Santorini is the southernmost of Greece’s Cycladic Islands.Its port, Athinios, lies 147 miles southeast of Athens’ port, Piraeus. Santorini Airport is located 4 miles southeast of the island’s capital, Fira.
Santorini’s extraordinary shape is attributed to a massive volcanic explosion (around 1600BC), which blew out the middle of the island, creating the impressive sea-filled caldera (crater).
Santorini remains a favourite destination for romantic escapes. It’s popular with couples of all ages, and also makes a stunning wedding and honeymoon venue. It attracts visitors from all over the world, the west coast being popular with celebrities and moneyed travellers, while the east coast is more popular with travellers on bargain holidays. Most cruise ships sailing the East Mediterranean stop here for a day.
Santorini is orientated more towards couples than families. Families are best catered for in the beach resorts of Kamari and Perissa. Not far from Perissa is the Santorini Water Park which has three pools, three water slides and a children’s playground. Some of the exclusive west-coast hotels overlooking the caldera do not accept guests under the age of 16.
From July to August temperatures can exceed 38°C (100°F). It is probably best to visit during the mid season (May-June and September-October) when the weather is warm and the island is not overcrowded. In the low season (November-April), most tourist facilities shut down completely.

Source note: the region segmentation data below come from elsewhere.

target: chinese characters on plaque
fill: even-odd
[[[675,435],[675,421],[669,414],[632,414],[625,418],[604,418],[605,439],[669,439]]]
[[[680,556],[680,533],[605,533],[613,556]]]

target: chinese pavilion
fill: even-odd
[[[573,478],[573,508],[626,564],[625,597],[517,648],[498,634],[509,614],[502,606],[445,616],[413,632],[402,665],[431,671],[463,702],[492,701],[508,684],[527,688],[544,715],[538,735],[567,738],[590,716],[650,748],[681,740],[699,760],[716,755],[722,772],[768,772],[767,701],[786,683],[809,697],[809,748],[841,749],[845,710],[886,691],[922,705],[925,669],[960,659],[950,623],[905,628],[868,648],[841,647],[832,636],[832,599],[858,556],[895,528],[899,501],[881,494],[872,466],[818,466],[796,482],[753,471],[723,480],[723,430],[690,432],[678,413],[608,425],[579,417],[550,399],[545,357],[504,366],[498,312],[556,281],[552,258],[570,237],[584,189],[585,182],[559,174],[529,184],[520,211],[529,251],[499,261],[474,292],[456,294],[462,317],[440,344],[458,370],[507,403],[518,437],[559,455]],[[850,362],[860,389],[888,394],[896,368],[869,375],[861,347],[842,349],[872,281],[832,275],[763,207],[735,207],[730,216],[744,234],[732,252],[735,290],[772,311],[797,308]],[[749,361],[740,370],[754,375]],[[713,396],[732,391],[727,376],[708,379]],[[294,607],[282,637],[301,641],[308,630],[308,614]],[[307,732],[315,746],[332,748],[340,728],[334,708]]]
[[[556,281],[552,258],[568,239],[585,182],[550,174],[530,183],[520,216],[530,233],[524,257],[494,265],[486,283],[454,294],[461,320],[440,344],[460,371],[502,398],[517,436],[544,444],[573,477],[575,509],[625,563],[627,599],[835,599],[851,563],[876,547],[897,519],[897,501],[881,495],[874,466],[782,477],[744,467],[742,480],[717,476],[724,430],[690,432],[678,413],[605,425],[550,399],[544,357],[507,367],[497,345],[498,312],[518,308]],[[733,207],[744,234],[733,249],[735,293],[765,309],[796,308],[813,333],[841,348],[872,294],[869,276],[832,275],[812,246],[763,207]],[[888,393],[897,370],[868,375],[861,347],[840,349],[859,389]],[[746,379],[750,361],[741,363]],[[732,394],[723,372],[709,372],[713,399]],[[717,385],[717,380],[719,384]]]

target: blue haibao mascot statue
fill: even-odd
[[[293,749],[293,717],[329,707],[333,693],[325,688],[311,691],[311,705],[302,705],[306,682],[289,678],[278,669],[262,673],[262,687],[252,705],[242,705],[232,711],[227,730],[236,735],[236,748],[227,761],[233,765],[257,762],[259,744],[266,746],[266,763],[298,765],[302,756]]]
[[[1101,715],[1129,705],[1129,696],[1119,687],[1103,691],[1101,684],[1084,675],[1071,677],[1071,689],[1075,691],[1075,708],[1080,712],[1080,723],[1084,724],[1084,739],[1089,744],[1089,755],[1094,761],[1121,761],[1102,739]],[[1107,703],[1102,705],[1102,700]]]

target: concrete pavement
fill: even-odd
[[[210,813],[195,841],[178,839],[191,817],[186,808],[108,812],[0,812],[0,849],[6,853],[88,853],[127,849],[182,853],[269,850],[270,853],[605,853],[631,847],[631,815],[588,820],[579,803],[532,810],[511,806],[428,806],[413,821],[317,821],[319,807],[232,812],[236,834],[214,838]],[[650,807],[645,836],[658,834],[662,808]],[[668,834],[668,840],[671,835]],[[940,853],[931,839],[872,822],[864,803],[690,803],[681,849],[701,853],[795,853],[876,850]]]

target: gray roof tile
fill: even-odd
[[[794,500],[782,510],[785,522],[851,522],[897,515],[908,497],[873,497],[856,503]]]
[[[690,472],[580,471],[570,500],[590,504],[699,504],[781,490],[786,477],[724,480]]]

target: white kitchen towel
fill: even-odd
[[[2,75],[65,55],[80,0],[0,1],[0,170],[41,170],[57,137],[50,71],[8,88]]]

Santorini’s busiest beaches are the black-sand-and-pebble beach of Kamari on the east coast, and the soft black volcanic sands of Perissa and Perivolos on the southeast coast. Both Kamari and Perissa have watersports facilities. The Kokkini Paralia (Red Beach), backed by terracotta-coloured cliffs on the southwest coast, below Akrotiri is another beach worth a visit.
The cliff-top towns of Fira and Oia, overlooking the caldera, have whitewashed, cubic buildings and blue-domed churches that are typical of the Cyclades. Santorini’s top archaeological site is Akrotiri, an ancient Minoan town buried beneath lava in 1600 BC. It is currently closed for restoration. Beautiful ancient frescoes and ceramics from Akrotiri are on
display in the Museum of Ancient Thira in Fira. Santorini produces some of Greece’s best white wines, and several vineyards, including Santo Wines and Boutari, both near Pyrgos, are open to the public for wine tasting sessions and tours.
Popular excursions from Santorini include boat trips around the deep-blue caldera, where you can explore the tiny uninhabited black volcanic islets of Palea Kameni (with hot springs and therapeutic muds) and Nea Kameni (home to the smouldering volcanic crater). On the opposite side of the caldera, the island of Thirassia has several seafood tavernas. East of Santorini is the unspoilt island of Anafi, which can be reached by ferry, with it’s nice south-coast sand beach.